Yesterday someone I don’t know wrote about the deep chasm that exists between unbelieving me and my faithful LDS wife. This person spoke of my beliefs as “toxic” and coming from “the darkest of places and times.” Conversely, this anonymous stranger described my wife’s beliefs as “a firm foundation” and “precious pearls.” At first reading this, I thought it was a bit harsh and judgmental and smug (well, it was that, actually), but it made me think of how easy it is to misread when something is in print, and you’re not talking face to face.
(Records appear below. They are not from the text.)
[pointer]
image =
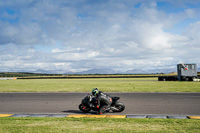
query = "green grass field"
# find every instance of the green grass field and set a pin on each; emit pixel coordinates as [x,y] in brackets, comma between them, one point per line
[98,125]
[104,84]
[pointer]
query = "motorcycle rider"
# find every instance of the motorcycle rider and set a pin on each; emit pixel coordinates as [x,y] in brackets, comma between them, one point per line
[103,101]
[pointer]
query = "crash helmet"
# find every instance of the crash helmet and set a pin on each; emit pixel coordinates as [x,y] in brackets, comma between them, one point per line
[95,91]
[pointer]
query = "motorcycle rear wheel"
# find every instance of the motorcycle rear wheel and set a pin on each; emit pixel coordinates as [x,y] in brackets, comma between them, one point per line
[119,106]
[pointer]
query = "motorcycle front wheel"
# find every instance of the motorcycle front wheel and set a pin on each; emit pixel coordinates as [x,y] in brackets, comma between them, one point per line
[120,107]
[84,109]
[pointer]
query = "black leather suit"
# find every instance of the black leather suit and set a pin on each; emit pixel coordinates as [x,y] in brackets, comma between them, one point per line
[104,102]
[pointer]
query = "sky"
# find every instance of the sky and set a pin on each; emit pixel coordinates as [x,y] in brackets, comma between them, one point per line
[72,36]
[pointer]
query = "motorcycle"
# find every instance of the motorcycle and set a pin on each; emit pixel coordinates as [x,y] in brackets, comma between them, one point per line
[89,103]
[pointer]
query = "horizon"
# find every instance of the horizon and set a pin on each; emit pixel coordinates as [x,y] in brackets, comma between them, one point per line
[109,36]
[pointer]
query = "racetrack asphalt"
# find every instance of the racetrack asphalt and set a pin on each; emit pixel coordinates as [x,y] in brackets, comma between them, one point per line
[67,103]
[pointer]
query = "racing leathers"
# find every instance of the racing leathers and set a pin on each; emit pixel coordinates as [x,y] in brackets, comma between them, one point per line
[104,102]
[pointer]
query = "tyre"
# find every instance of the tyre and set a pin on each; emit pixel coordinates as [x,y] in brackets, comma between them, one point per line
[84,108]
[119,106]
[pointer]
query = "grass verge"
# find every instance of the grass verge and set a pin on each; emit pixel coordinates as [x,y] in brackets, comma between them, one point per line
[27,125]
[105,84]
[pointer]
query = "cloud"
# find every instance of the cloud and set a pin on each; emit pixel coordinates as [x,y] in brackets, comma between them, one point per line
[64,36]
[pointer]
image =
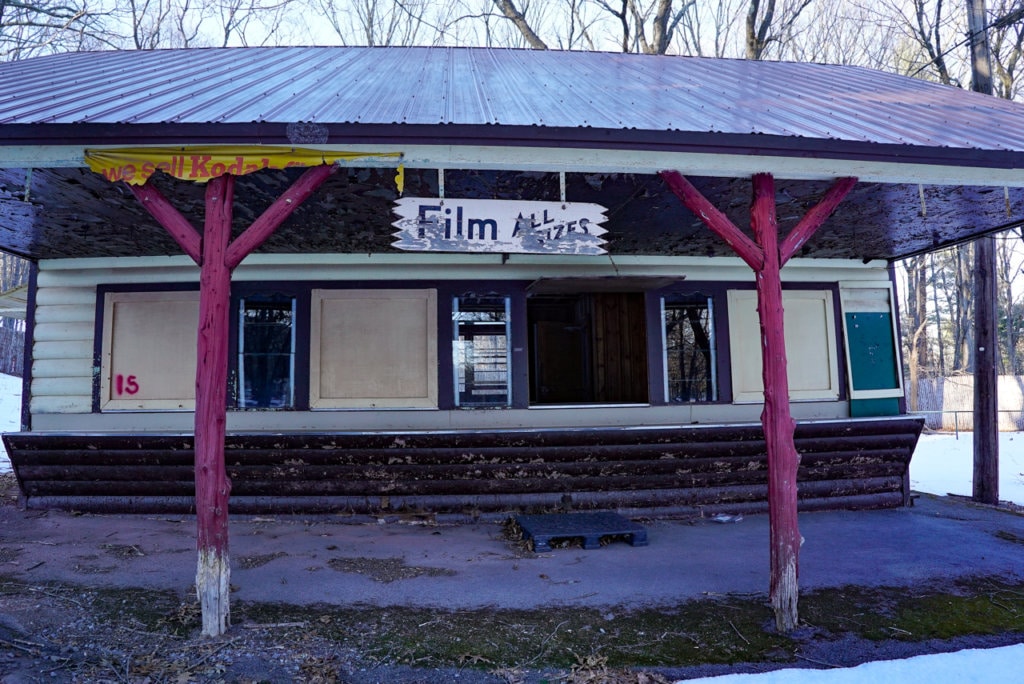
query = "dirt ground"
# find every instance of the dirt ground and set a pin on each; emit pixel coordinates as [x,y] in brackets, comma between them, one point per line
[95,626]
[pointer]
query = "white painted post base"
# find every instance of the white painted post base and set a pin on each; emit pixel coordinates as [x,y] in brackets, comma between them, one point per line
[213,586]
[783,599]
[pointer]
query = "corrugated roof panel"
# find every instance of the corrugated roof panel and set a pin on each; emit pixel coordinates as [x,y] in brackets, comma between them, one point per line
[477,86]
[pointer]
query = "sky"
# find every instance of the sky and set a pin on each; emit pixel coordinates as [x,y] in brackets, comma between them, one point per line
[942,464]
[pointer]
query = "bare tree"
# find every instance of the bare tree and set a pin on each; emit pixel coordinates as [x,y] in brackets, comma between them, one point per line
[38,27]
[518,19]
[770,24]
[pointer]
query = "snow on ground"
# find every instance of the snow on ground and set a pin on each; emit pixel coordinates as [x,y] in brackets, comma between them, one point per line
[942,464]
[967,667]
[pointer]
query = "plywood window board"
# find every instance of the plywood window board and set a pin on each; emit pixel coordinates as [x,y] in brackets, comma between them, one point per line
[812,367]
[374,348]
[148,350]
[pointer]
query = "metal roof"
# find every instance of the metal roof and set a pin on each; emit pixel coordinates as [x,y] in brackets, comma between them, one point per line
[937,165]
[501,88]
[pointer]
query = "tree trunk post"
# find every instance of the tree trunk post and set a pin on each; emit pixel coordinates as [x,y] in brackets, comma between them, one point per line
[212,485]
[986,402]
[775,418]
[217,257]
[766,256]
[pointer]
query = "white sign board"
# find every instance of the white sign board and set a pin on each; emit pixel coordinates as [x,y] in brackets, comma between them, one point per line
[434,224]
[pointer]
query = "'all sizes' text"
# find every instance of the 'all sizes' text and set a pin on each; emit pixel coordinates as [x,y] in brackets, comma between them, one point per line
[437,218]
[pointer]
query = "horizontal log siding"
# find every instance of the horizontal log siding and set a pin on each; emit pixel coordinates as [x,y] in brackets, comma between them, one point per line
[687,470]
[62,345]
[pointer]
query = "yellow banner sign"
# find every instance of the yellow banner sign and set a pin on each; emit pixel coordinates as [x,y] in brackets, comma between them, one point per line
[135,165]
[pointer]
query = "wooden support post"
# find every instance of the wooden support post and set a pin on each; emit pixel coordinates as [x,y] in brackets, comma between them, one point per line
[766,257]
[986,399]
[775,418]
[217,257]
[212,486]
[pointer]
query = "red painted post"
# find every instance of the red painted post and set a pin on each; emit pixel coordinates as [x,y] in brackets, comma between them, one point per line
[217,259]
[212,485]
[275,214]
[169,217]
[720,224]
[776,418]
[766,257]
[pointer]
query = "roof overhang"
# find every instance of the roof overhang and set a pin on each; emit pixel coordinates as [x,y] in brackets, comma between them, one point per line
[586,151]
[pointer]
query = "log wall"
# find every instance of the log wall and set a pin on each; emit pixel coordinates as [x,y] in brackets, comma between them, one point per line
[690,470]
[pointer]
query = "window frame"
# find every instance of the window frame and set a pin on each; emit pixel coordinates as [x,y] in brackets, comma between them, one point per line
[694,298]
[508,325]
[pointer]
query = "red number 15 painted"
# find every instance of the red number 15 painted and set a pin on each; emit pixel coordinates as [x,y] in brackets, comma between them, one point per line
[125,384]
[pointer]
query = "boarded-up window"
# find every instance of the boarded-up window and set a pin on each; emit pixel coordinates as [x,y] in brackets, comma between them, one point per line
[374,348]
[148,350]
[810,345]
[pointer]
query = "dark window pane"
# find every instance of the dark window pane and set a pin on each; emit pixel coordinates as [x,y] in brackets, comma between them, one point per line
[480,351]
[689,356]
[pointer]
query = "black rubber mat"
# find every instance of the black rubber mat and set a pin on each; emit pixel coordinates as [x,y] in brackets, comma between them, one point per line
[541,529]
The person wrote as if, being married to me, my wife would be confronted by “criticisms and doubt … from day to day.” I wonder how this person came to believe that. If nothing else, I have tried in my personal and family relationships, to avoid criticism and attempting to sow seeds of doubt. When I had my initial epiphany regarding the truth of Mormonism, I wanted so badly for my family members and loved ones to understand, to know what I knew. But I soon learned that it isn’t my place to proselytize people to my point of view. Sure, I will share what I have learned when asked, and I post things that are interesting to me, but I have consciously avoided telling people what they should believe.
In short, I’m content to respect and honor my wife’s beliefs, and she respects mine. Chasms form when we don’t communicate with each other, when we allow our differences to obscure the love we have for each other. And no, I’m not just talking about my marriage. That’s how it works in every important relationship in our lives. When we start seeing other people as toxic or dark, we build walls between us, and we imagine that they are sowing criticism and doubt or pushing their beliefs on us. When we start seeing people as agendas, that’s when the chasm becomes wide and deep.
I don’t know this person who has so roundly criticized me (and by extension my wife). But I’m glad I don’t view the world the way he or she does.